In termini “tecnici” si chiama “affido part time”: “Questo tipo di supporto familiare – continua la presidente – può interessare un determinato periodo (ad esempio se i genitori si ammalano o devono curare un parente malato); oppure per alcuni giorni alla settimana (ad esempio se i genitori devono coprire turni notturni); oppure per alcune ore al giorno. Non è possibile individuare tutte le casistiche, per esempio nel periodo estivo ci sono molti casi legati alla necessità di mamme, spesso sole, di lavorare per le stagioni turistiche o agricole.
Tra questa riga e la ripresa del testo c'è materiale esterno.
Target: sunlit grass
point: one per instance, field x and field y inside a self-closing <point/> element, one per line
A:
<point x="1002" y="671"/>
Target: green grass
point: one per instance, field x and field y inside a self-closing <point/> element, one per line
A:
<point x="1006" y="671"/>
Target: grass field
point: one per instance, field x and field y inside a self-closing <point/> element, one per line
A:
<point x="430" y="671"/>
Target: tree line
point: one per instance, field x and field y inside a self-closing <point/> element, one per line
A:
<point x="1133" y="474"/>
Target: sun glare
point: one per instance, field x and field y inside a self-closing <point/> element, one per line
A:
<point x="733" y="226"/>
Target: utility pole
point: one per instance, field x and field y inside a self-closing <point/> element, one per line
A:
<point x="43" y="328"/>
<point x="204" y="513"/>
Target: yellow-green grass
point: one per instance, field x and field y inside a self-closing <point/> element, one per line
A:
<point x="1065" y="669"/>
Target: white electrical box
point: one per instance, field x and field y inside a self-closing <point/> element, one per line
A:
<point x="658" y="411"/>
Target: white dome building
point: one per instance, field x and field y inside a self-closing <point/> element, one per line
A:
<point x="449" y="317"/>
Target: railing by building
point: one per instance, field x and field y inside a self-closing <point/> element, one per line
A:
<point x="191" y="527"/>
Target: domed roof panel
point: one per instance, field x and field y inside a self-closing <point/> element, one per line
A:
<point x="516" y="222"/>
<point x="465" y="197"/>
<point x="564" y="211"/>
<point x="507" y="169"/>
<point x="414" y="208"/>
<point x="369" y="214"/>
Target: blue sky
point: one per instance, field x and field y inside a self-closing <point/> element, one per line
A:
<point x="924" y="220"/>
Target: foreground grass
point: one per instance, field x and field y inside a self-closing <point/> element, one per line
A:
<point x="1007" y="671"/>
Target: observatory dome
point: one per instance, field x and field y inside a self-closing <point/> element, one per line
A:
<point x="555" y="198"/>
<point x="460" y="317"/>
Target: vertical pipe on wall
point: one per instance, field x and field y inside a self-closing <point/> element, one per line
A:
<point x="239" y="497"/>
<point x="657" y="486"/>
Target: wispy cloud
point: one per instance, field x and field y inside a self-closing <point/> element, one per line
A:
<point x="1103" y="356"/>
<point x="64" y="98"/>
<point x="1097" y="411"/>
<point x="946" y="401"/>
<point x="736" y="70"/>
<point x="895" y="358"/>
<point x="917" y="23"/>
In tutti questi casi siamo davanti a famiglie che per difficoltà economica oppure per diversi motivi decidono di non affidarsi ad una baby sitting”.
Ed ecco che viene in aiuto l’Associazione Bambini dal Mondo: “Il nostro obiettivo è creare una o più reti di famiglie o case di accoglienza da contattare in caso di bisogno, in strettissimo raccordo con i servizi sociali del territorio – conclude la presidente – Le famiglie che al momento l’associazione ha a disposizione sono 20-25 ed ognuna dà la disponibilità che può e che vuole. Ma le richieste di supporto familiare sono tante, per questo le porte della nostra associazione saranno sempre aperte”.